Duplicate Content

We always hear about how Google doesn’t like duplicate content, and will penalize a page that has the same content as another. There are plenty of articles on optimizing sites to avoid having duplicate content internally, and articles ranting about scrapers.

What I want to know is what Google thinks about duplicate content cases such as Reference.com or the Associated Press.

Head over to Reference.com, the encyclopedia branch of the Ask.com network of reference sites. Enter a search term. Now go over to Wikipedia and enter the same search term. They’re the same! Reference.com is pulling Wikipedia articles onto their site and throwing in a few ads. (How are they doing this? Does Wikipedia have some sort of API?) What does Google think of this?

Or what about Associated Press articles? They’re syndicated by many newspapers, and appear on their websites. That means the same article on multiple sites, no?

Is Google demoting these pages in their results, or are they giving them a free pass? It’s hard to tell. Reference.com as a whole has a toolbar PageRank of 8, while their iPod article is listed as N/A (while the original Wikipedia article has a PageRank of 7). So that would lead us to believe that they’re being demoted. There’s not really any way to tell for sure though, is there?

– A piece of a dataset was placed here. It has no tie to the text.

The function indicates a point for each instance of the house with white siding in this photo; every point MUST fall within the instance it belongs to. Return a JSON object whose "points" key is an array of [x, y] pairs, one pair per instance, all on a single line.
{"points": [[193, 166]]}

It seems that the algorithm is working, and filtering out pages such as those, but I’d like to know what the search giant’s opinion is on such pages. Is duplicate content simply duplicate content?

  • http://joeldrapper.com Joel Drapper

    I think the only thing google does is stop people seeing the exact same article on several different sites, when they could just see it once, and have other results to look through. I believe duplicate content only effects serps, but I may be wrong.

  • http://news.runtowin.com Blaine Moore

    I don’t worry about the duplicate content on other sites.  I think that the penalties come from having multiple pages on the same site that are the same thing.  For folks that rip off my content, I just make sure that mine gets indexed first and is the obvious source.  I rarely republish anything verbatim, preferring to offer something unique, but an odd syndicated article here or there won’t hurt things.